4. Selective nonproliferation:With this decision, key players in the nonproliferation regime have bought into the Bush Administration’s policy of selective nonproliferation. Nonproliferation efforts, thus, are not to be guided by a set of rules that applies equally to all, but are to be based on judgments about good guys and bad guys. States that are regarded, or are being courted, as friends to key powers are allowed to acquire nuclear weapons.
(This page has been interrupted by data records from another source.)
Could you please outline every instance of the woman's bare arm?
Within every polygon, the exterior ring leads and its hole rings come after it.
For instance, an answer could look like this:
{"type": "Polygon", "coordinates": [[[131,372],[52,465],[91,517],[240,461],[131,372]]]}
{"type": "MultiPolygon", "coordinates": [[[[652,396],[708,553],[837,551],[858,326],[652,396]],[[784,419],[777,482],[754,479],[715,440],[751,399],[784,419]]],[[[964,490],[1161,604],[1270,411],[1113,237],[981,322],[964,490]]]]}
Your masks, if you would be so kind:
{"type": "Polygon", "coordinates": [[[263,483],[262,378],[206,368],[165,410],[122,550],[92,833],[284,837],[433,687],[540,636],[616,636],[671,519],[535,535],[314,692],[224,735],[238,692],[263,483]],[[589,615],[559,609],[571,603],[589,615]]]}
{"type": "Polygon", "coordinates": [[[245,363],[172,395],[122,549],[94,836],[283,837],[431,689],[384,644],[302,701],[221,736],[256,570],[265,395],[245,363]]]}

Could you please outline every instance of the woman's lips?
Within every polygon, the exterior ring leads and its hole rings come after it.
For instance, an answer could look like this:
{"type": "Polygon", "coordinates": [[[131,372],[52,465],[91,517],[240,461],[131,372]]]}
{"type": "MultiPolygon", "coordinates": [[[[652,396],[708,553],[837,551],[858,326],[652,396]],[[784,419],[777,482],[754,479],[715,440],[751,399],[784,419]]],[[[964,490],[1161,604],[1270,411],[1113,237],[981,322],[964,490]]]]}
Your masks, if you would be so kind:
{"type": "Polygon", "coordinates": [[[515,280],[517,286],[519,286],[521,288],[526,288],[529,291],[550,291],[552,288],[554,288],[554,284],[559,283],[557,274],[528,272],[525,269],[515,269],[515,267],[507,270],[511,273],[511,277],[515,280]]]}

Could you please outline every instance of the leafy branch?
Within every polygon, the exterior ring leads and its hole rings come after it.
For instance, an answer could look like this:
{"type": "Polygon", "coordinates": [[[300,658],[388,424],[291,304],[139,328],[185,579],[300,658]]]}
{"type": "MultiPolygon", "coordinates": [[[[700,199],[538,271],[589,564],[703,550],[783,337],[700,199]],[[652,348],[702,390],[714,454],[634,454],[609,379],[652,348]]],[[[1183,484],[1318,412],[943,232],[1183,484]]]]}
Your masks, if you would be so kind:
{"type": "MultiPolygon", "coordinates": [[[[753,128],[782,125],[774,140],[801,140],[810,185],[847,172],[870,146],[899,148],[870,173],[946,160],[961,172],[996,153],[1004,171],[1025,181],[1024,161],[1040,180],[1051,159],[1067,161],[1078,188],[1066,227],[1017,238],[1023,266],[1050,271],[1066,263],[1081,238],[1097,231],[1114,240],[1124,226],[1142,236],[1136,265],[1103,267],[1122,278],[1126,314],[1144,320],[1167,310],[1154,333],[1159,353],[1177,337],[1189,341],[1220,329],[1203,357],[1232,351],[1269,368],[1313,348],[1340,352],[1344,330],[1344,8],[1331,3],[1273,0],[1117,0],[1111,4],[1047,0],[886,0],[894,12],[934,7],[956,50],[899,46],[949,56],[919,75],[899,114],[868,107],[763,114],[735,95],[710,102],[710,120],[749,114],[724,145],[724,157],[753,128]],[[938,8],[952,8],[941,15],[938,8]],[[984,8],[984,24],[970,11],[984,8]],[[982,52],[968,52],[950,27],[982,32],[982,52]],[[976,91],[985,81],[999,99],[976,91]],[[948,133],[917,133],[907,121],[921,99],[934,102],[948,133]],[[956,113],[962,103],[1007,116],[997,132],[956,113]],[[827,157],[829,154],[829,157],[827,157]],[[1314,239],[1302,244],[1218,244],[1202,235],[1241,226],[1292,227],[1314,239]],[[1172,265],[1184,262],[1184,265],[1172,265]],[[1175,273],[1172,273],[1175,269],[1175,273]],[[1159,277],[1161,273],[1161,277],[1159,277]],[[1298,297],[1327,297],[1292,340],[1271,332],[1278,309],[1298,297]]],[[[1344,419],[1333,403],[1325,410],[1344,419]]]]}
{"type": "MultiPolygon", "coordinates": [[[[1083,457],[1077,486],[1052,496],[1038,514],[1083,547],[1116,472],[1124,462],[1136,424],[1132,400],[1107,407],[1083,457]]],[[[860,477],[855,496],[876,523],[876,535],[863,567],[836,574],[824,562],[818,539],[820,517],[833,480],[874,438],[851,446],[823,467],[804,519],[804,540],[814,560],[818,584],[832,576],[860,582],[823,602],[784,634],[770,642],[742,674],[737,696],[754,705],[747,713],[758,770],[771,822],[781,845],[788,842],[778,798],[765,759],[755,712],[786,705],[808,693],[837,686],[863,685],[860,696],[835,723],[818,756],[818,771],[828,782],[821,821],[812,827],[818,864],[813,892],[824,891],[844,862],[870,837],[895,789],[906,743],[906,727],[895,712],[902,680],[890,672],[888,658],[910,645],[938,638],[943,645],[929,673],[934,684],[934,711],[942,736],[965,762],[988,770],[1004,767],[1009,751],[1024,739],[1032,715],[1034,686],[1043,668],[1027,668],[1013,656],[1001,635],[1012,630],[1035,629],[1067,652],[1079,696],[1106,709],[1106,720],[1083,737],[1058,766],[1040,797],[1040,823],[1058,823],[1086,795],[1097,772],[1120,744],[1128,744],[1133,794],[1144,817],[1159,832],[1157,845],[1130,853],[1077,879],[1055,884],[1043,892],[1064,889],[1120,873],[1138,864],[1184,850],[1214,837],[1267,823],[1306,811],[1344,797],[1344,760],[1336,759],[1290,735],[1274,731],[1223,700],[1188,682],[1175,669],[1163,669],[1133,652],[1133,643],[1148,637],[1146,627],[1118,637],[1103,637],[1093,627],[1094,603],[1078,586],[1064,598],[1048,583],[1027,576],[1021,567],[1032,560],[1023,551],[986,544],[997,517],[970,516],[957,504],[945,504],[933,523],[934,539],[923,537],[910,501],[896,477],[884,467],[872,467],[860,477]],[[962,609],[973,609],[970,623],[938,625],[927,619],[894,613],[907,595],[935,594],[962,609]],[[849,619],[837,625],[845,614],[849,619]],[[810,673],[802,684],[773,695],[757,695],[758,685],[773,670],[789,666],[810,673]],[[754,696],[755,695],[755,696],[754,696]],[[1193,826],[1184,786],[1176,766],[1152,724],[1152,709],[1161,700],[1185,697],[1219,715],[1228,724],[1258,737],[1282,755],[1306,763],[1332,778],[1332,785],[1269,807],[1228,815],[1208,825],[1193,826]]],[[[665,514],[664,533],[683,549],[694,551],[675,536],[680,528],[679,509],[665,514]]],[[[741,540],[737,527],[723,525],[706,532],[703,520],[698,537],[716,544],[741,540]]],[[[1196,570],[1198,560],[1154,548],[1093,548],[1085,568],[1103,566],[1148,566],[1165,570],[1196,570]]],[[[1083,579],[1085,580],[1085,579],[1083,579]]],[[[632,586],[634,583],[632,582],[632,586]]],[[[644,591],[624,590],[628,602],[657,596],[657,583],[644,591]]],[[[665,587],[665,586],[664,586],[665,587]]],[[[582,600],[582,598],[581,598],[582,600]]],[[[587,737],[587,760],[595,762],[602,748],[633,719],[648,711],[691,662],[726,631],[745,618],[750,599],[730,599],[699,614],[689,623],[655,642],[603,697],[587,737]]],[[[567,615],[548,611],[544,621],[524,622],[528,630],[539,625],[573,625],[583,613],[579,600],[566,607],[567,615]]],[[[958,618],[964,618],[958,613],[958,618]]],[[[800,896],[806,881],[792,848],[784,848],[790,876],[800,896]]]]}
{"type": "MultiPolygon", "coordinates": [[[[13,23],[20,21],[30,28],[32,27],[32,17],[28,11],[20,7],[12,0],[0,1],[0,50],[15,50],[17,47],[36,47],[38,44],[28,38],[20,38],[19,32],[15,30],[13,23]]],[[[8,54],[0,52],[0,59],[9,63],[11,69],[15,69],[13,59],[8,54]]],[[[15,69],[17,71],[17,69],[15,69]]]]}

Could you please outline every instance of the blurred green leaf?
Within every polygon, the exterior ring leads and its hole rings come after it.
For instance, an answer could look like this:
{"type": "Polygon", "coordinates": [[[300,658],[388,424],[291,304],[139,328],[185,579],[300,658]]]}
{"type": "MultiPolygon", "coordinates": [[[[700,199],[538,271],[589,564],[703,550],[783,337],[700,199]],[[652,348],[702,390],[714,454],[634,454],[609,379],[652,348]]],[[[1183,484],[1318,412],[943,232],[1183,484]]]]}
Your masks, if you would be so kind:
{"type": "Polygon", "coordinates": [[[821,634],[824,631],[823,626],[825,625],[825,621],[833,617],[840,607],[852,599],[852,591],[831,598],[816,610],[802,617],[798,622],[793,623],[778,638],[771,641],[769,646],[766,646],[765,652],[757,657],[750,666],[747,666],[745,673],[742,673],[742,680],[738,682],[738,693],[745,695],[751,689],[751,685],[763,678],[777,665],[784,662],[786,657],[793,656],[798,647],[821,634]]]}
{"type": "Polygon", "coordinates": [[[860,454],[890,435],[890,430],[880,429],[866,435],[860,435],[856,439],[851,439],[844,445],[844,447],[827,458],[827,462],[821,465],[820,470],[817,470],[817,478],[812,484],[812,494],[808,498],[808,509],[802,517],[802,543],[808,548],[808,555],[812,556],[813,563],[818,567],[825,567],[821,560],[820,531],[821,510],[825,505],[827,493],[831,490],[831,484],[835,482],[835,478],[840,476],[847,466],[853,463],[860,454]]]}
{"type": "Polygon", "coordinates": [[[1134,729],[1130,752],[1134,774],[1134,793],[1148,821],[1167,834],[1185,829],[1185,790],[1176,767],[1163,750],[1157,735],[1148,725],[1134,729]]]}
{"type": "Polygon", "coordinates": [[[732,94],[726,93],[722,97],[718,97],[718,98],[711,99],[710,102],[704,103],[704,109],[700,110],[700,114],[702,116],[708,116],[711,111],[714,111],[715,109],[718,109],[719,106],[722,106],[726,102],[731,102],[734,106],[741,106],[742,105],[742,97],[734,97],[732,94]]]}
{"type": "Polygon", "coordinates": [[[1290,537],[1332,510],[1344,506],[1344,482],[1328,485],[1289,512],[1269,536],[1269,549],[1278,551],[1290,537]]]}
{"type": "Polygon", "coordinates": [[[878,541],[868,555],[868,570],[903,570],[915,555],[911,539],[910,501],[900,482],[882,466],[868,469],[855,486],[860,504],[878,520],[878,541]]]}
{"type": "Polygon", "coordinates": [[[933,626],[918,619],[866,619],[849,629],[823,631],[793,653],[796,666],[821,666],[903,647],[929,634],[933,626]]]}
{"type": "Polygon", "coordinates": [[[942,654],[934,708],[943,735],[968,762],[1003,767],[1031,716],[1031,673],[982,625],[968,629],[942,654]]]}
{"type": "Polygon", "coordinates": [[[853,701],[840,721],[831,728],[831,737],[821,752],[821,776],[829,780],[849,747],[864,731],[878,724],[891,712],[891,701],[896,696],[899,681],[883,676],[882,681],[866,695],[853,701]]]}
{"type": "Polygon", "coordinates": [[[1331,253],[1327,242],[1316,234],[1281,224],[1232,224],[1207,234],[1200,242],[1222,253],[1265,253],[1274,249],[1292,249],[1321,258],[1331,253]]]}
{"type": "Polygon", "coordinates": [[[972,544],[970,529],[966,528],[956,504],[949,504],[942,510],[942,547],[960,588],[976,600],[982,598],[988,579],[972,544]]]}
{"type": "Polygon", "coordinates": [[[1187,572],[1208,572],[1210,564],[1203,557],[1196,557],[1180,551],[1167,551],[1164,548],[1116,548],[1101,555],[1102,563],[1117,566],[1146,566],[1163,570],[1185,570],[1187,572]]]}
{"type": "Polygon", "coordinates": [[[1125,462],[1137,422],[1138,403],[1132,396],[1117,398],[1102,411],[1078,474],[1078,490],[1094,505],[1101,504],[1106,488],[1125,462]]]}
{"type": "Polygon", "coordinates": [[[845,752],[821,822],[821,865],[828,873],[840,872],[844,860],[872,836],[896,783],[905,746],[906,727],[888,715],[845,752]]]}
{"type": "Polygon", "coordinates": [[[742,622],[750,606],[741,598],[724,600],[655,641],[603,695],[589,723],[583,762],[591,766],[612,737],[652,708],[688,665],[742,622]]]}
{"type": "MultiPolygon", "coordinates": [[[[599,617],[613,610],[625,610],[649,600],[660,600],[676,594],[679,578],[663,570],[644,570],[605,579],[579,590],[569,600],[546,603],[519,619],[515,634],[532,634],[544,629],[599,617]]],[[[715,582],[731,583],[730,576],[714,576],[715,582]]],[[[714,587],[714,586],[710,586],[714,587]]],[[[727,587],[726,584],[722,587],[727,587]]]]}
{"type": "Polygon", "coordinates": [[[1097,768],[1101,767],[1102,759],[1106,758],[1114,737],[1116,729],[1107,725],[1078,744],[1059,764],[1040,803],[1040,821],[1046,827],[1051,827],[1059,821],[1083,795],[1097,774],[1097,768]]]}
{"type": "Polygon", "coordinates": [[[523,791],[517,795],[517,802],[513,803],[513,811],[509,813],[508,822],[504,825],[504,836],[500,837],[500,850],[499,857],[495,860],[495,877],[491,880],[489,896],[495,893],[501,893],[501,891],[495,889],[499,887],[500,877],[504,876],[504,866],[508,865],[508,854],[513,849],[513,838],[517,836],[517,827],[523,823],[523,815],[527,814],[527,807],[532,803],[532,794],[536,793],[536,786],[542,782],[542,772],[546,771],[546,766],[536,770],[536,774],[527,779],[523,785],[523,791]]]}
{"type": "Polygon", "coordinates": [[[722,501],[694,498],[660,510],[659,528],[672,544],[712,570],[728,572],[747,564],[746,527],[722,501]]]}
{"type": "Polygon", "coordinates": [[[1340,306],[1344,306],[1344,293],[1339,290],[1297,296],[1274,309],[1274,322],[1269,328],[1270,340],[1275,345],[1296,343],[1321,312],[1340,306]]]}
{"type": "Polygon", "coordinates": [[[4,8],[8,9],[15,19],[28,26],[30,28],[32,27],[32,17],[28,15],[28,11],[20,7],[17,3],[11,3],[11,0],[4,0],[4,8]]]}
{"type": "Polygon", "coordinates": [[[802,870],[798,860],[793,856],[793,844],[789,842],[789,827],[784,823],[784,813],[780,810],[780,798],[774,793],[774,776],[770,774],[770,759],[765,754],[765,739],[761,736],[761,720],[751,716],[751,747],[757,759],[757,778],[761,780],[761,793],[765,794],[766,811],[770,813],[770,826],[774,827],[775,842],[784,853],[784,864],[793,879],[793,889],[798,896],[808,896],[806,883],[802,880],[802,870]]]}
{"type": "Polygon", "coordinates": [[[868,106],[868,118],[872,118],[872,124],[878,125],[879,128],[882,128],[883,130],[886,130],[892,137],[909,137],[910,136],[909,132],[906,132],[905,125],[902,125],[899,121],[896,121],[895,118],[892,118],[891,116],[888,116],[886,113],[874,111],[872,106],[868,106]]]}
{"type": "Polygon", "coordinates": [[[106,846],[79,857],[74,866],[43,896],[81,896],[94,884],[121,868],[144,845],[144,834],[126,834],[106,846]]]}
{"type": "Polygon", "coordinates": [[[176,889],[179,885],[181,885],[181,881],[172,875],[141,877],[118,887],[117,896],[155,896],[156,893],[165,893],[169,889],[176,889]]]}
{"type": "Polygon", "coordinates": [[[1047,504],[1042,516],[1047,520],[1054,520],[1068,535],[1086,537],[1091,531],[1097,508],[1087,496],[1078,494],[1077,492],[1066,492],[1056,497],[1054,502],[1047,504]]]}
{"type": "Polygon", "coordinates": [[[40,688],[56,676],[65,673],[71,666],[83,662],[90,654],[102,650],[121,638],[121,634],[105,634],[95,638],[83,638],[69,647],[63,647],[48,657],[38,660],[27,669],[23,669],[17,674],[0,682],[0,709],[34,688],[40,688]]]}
For those outside the select circle, it is an all-options-are-on-the-table commitment to preventing proliferation. The NSG has heretofore been built on a rule – no trade or cooperation with any state that does not place all of its nuclear programs and facilities under safeguards – but from now on that rule is to be applied selectively. There are no special powers of insight or clairvoyance required to know what Iran, Israel, North Korea, and Pakistan will be thinking.


[i] Sharon Squassoni, “The US’s Catastrophic Nuclear Deal with India: Power Failure,” The New Republic Online, Carnegie Endowment for International Peace, August 3, 2008 (carnegieendowment.org).

[ii] Jayantha Dhanapala and Daryl Kimball, “A Nonproliferation Disaster,” Carnegie Endowment for International Peace, July 10, 2008 (carnegieendowment.org).

[iii] Mira Kamdar, “Risking Armageddon for Cold, Hard Cash,” washingtonpost.com, Setpember 7, 2008 (www.washingtonpost.com).

[iv] September 6, 2008.

[v] Mian, Zia, AH Nayyar, R Rajaraman & MV Ramana. 2006. Fissile Materials in South Asia: The Implications of the U.S.-India Nuclear Deal. International Panel on Fissile Materials, September. www.fissilematerials.org.